The first draft wheat genome sequenced by the IWGSC was released in 2014, with sequences from Chinese spring wheat. The final sequence length was 17,000,000,000 base pairs (17-gigabases) – to put it in perspective this is about five times larger than the human genome!
Wheat genome assemblies in Ensembl Plants
The Ensembl Genomes site, including Bacteria, Fungi, Metazoa, Plants and Protists was first launched in 2009, eight years after the Ensembl main site for vertebrate genomes. Wheat was first introduced to the site in 2014, with the first IWGSC assembly (IWGSC v1.0). Shortly after this we updated the assembly to the Earlham Institute’s (previously The Genome Analysis Centre (TGAC)) 2015 assembly annotation. Ensembl now includes the newest wheat genome assembly, from the IWGSC (IWGSC RefSeq v1.0 and IWGSC RefSeq annotation v1.0).
This new assembly version not only brings updated gene and transcript annotation from the IWGSC, but also presents other novel features from other external databases that we’ve aligned to this new assembly.
These include:
- Axiom 820K SNP Array from CerealsDB.
- EMS-induced mutations from sequenced TILLING populations (Kronos and Cadenza).
- Variant consequence predictions from the Sorting Intolerant From Tolerant (SIFT) algorithm.
- Assembly to assembly mapping and gene ID mapping to the previous TGAC v1 assembly and annotation.
- Whole genome alignments to rice (Oryza sativa Japonica IRGSP-1.0), brachypodium (Brachypodium distachyon v3.0) and barley (Hordeum vulgare Hv_IBSC_PGSB_v2).
- You will also be able to use our polyploid viewer on the new wheat genome assembly, so you can compare regions across all three components (A, B, D – see Figure 3) simultaneously.

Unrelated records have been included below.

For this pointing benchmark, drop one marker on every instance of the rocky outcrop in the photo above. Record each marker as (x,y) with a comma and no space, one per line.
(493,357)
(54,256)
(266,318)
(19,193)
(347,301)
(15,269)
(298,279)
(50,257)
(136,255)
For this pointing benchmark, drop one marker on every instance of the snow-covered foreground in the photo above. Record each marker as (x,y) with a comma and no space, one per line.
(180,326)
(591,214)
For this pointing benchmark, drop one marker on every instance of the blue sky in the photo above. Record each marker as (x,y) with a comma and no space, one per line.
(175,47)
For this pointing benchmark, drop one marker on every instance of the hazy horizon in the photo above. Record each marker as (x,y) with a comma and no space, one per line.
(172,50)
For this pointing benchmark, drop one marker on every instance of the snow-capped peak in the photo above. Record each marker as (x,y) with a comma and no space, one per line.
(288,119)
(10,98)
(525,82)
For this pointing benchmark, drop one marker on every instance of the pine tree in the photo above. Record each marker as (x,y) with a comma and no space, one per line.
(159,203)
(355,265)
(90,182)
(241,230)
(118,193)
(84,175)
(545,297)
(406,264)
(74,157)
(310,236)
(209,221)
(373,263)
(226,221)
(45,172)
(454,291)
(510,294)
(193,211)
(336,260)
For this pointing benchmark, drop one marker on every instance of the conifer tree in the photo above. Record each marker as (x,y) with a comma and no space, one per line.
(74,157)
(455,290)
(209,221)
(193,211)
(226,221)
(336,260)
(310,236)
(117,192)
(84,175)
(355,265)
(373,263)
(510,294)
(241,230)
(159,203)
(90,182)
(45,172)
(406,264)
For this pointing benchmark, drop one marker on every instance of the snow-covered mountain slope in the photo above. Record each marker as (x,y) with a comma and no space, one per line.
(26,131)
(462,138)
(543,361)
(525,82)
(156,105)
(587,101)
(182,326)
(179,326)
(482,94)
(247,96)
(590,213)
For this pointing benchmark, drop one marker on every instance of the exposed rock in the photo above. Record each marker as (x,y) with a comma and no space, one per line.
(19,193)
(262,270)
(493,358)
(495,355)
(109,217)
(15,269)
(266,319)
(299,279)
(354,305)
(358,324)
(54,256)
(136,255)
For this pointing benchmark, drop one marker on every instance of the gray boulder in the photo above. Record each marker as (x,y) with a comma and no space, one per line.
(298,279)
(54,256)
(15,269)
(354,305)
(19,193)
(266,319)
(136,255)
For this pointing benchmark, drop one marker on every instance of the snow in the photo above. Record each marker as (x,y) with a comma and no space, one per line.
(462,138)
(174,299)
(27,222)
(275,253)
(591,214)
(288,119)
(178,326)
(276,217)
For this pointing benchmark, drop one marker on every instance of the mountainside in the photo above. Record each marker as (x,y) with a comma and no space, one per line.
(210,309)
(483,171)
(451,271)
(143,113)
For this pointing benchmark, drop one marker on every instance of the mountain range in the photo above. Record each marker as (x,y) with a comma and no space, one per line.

If you have been working on the previous wheat genome assemblies, and find that your data has changed with the new coordinate system, don’t worry! You can map your coordinates from the older assemblies to the newer version with our Assembly Converter tool. We will still keep the TGAC v1 assembly accessible through the Ensembl Genomes archive sites if you want to revisit this.